/Constitutional-AI

Primary LanguageJupyter Notebook

Project Overview

ConstitutionalAI for Python Code Generation

This project showcases an example of training and evaluating a language model using the concept of Constitutional AI. Constitutional AI involves aligning AI behavior with a set of predefined ethical guidelines, ensuring that the AI's outputs are consistent with these principles. This project demonstrates an implementation of ConstitutionalAI (or Recursive Language-Assisted Instruction Following, RLAIF) for generating Python code based on natural language instructions. The primary goal is to fine-tune a language model to produce high-quality Python code outputs while adhering to a set of rules or guidelines defined by a "constitution." Dataset The dataset used for fine-tuning is the python_code_instructions_18k_alpaca dataset from the Hugging Face Datasets library. It contains 18,000 examples of natural language instructions and their corresponding Python code outputs. Approach

Load GPT-2 Model and Tokenizer: The GPT-2 language model (GPT2LMHeadModel) and tokenizer (GPT2Tokenizer) from the Hugging Face Transformers library are loaded. The gpt2-medium variant is used. Add Special Tokens: A special [PAD] token is added to the tokenizer and the model's vocabulary. Format Data: The dataset is formatted into a structure suitable for fine-tuning, with prompts (instructions and inputs) and target outputs (Python code). Generate ConstitutionalAI Dataset: The ConstitutionalAI (or RLAIF) approach is used to iteratively refine the model's outputs based on a set of rules or guidelines defined by a "constitution." Two prompts are used:

constitution: Identifies issues in the model's output, such as incorrect code, lack of clarity, or poor writing. constitution_revision: Instructs the model to rewrite the response, addressing the identified issues and producing a revised, improved output.

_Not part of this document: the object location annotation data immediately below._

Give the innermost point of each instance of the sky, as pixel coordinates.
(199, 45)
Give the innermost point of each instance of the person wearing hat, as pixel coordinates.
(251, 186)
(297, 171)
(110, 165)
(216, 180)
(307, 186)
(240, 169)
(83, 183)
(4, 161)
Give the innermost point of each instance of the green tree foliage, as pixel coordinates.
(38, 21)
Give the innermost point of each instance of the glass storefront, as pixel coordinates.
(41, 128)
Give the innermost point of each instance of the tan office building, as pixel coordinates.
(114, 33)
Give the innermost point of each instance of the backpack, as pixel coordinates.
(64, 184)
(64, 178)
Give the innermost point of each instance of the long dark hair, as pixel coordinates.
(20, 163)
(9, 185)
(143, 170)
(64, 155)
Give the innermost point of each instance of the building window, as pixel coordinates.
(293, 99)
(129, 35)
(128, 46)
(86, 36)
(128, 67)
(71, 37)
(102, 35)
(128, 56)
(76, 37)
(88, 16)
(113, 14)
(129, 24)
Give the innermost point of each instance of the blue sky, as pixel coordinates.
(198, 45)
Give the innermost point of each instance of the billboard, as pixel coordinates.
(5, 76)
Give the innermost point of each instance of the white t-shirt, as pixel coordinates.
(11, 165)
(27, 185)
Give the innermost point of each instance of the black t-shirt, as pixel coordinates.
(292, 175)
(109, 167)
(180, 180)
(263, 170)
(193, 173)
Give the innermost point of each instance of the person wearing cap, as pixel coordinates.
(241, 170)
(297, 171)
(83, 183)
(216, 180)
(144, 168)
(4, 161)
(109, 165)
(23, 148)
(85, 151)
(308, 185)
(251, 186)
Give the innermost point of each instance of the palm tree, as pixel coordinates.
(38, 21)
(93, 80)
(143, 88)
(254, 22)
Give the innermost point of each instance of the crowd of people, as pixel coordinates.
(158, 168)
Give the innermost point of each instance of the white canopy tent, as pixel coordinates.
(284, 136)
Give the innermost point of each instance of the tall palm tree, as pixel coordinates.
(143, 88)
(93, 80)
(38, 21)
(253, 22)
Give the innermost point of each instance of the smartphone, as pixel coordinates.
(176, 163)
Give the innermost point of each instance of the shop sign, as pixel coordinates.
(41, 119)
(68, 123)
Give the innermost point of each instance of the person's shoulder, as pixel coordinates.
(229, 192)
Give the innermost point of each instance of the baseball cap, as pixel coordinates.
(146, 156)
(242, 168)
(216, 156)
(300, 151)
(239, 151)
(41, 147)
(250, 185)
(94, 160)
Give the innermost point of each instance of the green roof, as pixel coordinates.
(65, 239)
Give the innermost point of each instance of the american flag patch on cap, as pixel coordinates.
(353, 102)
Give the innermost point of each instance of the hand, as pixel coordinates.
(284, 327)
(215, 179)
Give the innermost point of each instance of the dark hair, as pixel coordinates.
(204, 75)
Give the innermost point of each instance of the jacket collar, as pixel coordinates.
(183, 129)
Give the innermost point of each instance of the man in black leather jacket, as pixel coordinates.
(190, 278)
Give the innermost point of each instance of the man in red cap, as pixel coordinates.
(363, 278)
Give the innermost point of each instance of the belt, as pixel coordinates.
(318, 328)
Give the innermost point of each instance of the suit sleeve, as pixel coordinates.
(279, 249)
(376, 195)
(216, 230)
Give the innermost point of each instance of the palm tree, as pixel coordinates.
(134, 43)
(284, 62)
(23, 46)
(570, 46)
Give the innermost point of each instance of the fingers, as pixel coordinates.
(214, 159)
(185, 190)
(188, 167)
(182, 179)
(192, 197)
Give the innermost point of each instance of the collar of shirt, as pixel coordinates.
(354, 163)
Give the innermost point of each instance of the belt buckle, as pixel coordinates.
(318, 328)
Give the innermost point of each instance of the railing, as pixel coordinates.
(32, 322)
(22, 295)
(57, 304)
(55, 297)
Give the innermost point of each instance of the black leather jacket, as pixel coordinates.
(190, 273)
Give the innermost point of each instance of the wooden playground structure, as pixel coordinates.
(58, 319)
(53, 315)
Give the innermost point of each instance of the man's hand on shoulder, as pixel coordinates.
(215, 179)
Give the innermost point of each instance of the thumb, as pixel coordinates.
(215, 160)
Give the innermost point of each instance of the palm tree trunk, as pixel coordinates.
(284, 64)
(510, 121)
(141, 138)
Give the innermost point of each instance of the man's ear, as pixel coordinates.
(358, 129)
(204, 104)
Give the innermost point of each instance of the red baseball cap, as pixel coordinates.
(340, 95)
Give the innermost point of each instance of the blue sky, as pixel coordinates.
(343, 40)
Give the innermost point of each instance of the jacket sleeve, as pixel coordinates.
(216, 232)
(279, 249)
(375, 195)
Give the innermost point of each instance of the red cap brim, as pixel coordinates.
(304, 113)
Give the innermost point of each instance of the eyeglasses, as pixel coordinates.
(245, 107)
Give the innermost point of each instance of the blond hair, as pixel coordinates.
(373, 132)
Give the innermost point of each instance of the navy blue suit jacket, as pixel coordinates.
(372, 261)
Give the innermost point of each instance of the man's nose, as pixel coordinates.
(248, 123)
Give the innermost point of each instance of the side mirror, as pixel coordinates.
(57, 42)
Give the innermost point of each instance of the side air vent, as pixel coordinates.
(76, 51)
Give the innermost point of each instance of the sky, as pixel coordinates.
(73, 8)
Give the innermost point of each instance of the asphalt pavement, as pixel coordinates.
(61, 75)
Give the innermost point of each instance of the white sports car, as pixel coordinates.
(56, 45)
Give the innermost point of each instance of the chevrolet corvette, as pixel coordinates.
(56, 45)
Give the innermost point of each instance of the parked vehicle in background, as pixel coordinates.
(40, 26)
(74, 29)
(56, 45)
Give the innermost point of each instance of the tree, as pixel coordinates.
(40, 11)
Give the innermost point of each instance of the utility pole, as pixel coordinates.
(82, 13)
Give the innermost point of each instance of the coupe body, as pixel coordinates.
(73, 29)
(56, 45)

Prepare Training Data: The formatted dataset is converted into a format suitable for training, with prompts and target outputs concatenated and tokenized using the GPT-2 tokenizer. Create PyTorch Dataset and DataLoader: A custom DatasetClass is defined to handle the tokenized data, and a DataLoader is created for efficient batching and shuffling during training. Fine-tune the Model: The GPT-2 model is fine-tuned using the prepared dataset and the AdamW optimizer. The fine-tuning process includes gradient accumulation and adjustable epochs and batch sizes. Generate Outputs: After fine-tuning, the model can generate Python code outputs based on new natural language instructions, adhering to the defined constitution or rules.

Technical Details

Libraries: Hugging Face Transformers, Hugging Face Datasets, PyTorch, tqdm Model: GPT-2 (gpt2-medium variant) Tokenizer: GPT-2 tokenizer with added special tokens Fine-tuning: AdamW optimizer, gradient accumulation, adjustable epochs and batch sizes Output Generation: Beam search with customizable parameters (max_length, num_return_sequences, no_repeat_ngram_size)

Usage

Install the required libraries (Hugging Face Transformers, Hugging Face Datasets, PyTorch, tqdm). Clone or download the project repository. Run the script, and it will load the dataset, format the data, fine-tune the GPT-2 model using the ConstitutionalAI approach, and generate Python code outputs based on the provided instructions while adhering to the defined constitution or rules.

Note: The provided code is a demonstration and may require adjustments or modifications based on your specific requirements and computational resources.